D.P. Dough already seemed to be doing a brisk delivery business at noon on Moving Day, August 15; the delivery guy parked his car in the construction zone in front of the storefront when I went in, and was already leaving weighted down with orders before my lunch order came up. This not to be confused with D.P. Dough's build-your-own calzone, which is also called a "Construction Zone" -- as other entrees are saddled with monikers like "Danger Zone" and "Falling Rock Zone."
"D.P. Dough delivers calzones, the pizza alternative" -- as it says on its menu, to-go box, and website.
That's not to say you can't eat your food there, located just off State Street on Gilman. Beer specials lure in the after-study set, and two flat screen TVs and a counter-size Pac-Man game will entertain the eat-in crowd. Vibrant Badger-red walls, a few tables, and two areas of counter seating don't seem made for long sessions discussing Schopenhauer, or for that matter, the Olympics.
That said, D.P. Dough's calzones are passable. They are each made from scratch to your order, as you can see if you wait near the front counter; the fresh dough aroma is the best thing about them. Once you dig in, it's food pleasure, but of a limited sort. The dough is chewy, the cheese tastes more or less like American whether it is cheddar, mozzarella or actually American, and the fillings are sparing.
My breakfast "ham 'n egg zone" (served all day, even until 3 a.m.) had a superficial comfort food effect, but it was no match for the similar breakfast pasties served up the street at Myles Teddywedgers (which I described as "like a super quiche, or a quiche mated with a calzone"). Overall D.P dough's version of a breakfast calzone doesn't taste very much different from an Egg McMuffin.
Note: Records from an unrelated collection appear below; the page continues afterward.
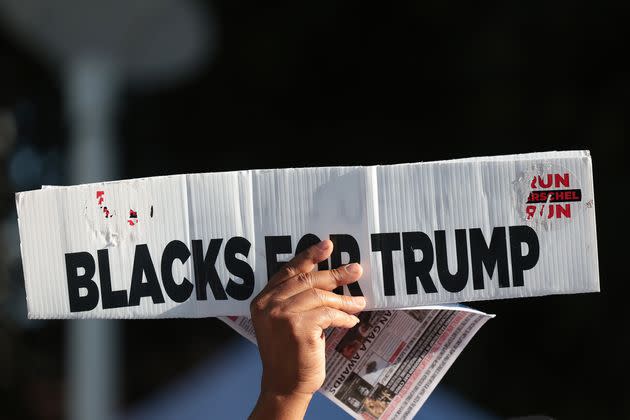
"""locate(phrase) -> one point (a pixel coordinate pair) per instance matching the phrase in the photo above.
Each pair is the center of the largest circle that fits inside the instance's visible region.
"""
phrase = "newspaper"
(389, 363)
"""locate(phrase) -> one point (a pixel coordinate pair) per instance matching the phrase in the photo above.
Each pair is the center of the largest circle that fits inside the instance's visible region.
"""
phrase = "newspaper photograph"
(389, 363)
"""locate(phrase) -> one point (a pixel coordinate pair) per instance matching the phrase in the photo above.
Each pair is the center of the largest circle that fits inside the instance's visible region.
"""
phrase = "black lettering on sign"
(143, 267)
(452, 282)
(239, 268)
(111, 298)
(489, 256)
(175, 250)
(275, 245)
(343, 243)
(386, 244)
(418, 269)
(205, 270)
(77, 281)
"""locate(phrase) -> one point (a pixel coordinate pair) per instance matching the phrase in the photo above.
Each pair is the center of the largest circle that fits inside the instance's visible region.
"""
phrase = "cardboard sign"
(200, 245)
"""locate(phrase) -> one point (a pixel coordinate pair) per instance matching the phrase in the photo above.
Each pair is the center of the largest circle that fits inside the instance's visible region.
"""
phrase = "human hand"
(289, 317)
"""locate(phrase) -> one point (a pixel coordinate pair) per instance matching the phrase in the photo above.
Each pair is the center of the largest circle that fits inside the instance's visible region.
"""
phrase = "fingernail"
(353, 268)
(359, 301)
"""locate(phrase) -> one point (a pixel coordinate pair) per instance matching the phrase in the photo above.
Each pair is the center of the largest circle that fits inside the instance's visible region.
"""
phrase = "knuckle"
(276, 313)
(257, 305)
(318, 296)
(329, 314)
(306, 279)
(285, 272)
(346, 301)
(336, 275)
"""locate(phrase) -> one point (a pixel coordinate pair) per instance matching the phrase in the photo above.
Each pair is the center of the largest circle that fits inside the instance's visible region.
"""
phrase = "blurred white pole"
(92, 345)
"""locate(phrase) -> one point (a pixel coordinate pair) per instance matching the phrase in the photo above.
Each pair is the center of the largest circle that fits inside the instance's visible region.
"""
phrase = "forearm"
(280, 407)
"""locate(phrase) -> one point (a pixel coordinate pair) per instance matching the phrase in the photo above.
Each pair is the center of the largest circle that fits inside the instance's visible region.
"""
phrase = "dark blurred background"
(312, 84)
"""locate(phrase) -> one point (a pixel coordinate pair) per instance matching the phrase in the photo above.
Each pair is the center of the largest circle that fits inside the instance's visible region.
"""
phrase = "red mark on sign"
(133, 217)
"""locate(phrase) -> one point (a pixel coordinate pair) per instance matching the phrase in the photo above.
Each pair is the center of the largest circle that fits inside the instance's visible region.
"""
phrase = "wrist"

The calzones come with a tiny side of dipping sauce, with your choice of ranch, bleu cheese, BBQ, hot, marinara and honey mustard. I forgot to specify and ended up with marinara, a slightly sweet, not-too-heavy sauce with plenty of tomato flavor that was quite good, although not really the right balance with the breakfast calzone.
I like the marinara with the more classic calzones (conveniently found under "classics" on the menu!) like the Mangus Zone (pepperoni, peso, tomatoes, mozzarella and spinach) or the Italian zone (salami, ham, pepperoni, mozzarella and ricotta). Zones are also available in chicken; the cordon bleu (breaded chicken with ham, American and mozzarella) with the hot sauce and bleu cheese dressings mixed isn't half bad, either. And of course there's no reason you can't make up your own zone from all of D.P.'s 28 ingredients, which frankly sounds like the most fun. Calzones are all $6.29, including that invent-your-own Construction Zone (for up to four fillings).
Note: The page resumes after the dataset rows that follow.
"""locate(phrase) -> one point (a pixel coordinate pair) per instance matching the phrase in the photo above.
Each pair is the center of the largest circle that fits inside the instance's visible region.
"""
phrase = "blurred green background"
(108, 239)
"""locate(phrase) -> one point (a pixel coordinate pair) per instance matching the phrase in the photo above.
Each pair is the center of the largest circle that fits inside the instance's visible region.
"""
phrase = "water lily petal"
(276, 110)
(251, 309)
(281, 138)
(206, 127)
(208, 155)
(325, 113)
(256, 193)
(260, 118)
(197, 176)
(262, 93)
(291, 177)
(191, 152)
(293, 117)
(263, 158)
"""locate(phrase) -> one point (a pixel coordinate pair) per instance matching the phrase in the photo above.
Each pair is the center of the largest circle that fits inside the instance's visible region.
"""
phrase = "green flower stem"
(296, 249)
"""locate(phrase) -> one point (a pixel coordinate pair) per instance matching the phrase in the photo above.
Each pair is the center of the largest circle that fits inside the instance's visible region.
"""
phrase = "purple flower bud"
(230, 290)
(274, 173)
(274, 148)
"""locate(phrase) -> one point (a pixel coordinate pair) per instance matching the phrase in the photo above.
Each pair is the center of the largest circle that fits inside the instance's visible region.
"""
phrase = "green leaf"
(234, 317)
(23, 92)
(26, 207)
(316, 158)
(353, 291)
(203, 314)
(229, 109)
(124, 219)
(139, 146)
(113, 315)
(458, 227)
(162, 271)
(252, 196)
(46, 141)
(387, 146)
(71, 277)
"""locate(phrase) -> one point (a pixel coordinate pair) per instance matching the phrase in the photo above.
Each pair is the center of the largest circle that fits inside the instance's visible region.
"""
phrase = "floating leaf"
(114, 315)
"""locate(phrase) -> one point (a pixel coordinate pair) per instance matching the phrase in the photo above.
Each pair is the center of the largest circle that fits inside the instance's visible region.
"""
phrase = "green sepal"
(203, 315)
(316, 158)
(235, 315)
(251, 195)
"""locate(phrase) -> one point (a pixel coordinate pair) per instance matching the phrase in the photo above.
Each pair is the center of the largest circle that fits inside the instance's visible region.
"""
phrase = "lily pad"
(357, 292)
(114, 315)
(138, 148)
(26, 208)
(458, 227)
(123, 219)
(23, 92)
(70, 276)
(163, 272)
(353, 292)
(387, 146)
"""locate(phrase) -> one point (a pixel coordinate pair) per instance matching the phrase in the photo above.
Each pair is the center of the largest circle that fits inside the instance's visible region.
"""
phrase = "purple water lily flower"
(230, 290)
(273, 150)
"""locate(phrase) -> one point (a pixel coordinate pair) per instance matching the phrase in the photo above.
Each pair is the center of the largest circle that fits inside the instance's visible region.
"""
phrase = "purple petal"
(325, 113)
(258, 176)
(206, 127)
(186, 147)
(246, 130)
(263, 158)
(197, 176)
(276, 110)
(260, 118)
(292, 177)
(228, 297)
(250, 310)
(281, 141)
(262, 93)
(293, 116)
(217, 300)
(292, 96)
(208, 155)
D.P. Dough also has a collection of salads to balance those carbs: chef, garden, spinach, Caesar and chicken Caesar, classic, and Greek ($5-$6.50). The spinach salad was, like the calzone, passable, with spinach leaves that seemed fresh enough at first glance but lacked any discernable taste of spinach. It was topped with bacon crumbles and slices of fresh hard boiled egg. The low-fat sun dried tomato vinaigrette turned out to be very sweet, without much sun-dried tomato taste, but a passable substitute for the traditional sweet-vinegary hot bacon dressing.
It has not escaped my attention that I have resorted to the term "passable" three times to describe D.P. Dough's food. It sums it up -- it's not terrible, but you could do better. You could also do a lot worse. The 'zones taste good fresh out of the oven and the food's relatively inexpensive. And they deliver.